Definitive proof of the role of DNA-PKcs and Artemis deficiency during CSR provides motivation to extend IgH FISH studies to other DDR or DNA repair factors. For example, studies using IgH FISH in switching Ku-deficient B cells will further delineate the role of the DNA-PK complex versus that of DNA-PKcs, as the latter harbors functions apart from end joining, including phosphorylation of DDR pathway members. It may even be worth revisiting the role of HR in CSR or SHM, especially in the DDR- or in repair-deficient backgrounds.
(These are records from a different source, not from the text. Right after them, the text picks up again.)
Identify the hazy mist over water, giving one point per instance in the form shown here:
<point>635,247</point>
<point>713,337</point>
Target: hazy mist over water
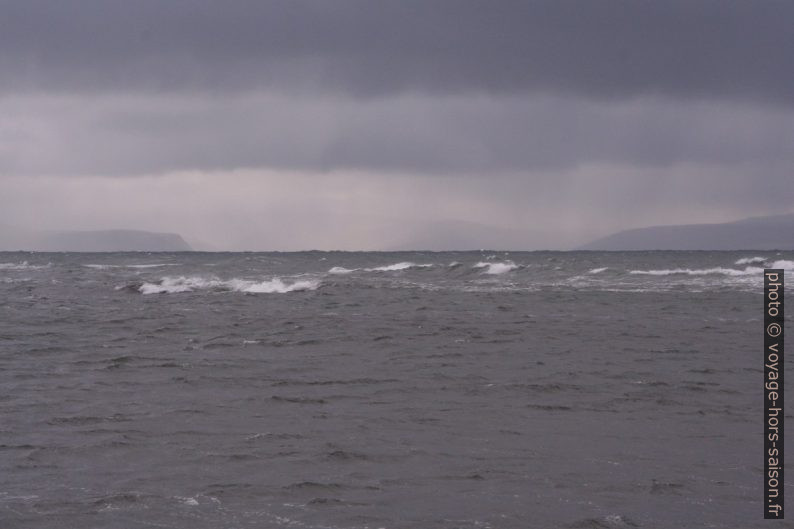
<point>400,390</point>
<point>366,384</point>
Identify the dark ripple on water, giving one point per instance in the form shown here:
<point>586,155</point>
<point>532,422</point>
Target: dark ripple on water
<point>338,390</point>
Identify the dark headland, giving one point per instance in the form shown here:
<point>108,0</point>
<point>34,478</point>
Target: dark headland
<point>755,233</point>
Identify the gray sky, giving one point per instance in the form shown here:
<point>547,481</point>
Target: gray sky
<point>391,124</point>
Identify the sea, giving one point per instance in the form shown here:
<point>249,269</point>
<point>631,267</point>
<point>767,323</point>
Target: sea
<point>367,390</point>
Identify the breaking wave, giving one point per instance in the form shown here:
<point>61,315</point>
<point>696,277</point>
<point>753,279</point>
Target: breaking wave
<point>175,285</point>
<point>750,260</point>
<point>496,268</point>
<point>24,265</point>
<point>339,270</point>
<point>108,267</point>
<point>748,271</point>
<point>397,266</point>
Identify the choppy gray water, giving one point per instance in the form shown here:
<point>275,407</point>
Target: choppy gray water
<point>368,390</point>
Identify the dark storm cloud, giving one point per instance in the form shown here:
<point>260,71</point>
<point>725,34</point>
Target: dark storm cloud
<point>617,49</point>
<point>128,135</point>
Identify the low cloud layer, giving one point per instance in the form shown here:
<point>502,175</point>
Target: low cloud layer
<point>675,48</point>
<point>378,125</point>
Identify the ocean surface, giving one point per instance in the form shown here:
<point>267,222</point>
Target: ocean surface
<point>469,390</point>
Classical switch experiments have shown that core HR proteins, such as Rad54, are not involved in CSR, but it remains possible that HR deficiencies could nonetheless lead to the accumulation of AID-induced S region breaks in activated B cells, particularly in S/G2 phase cells.

In addition, the IgH FISH assay will facilitate careful examination of the IgH chromosome in human diseases, such as immunodeficiencies that affect class switching to a higher degree than V(D)J recombination. This is important, as it has become increasingly clear that not all types of DNA breaks are treated equally. For example, CSR appears to require certain DDR factors such as 53BP1, yet V(D)J recombination appears relatively unaffected in the absence of 53BP1 (26, 27). Additionally, extending the IgH FISH technique to monitor breaks in the human IgH locus and in proto-oncogenes, as has been reported for mouse B cells, will lead to novel insights in lymphomagenesis.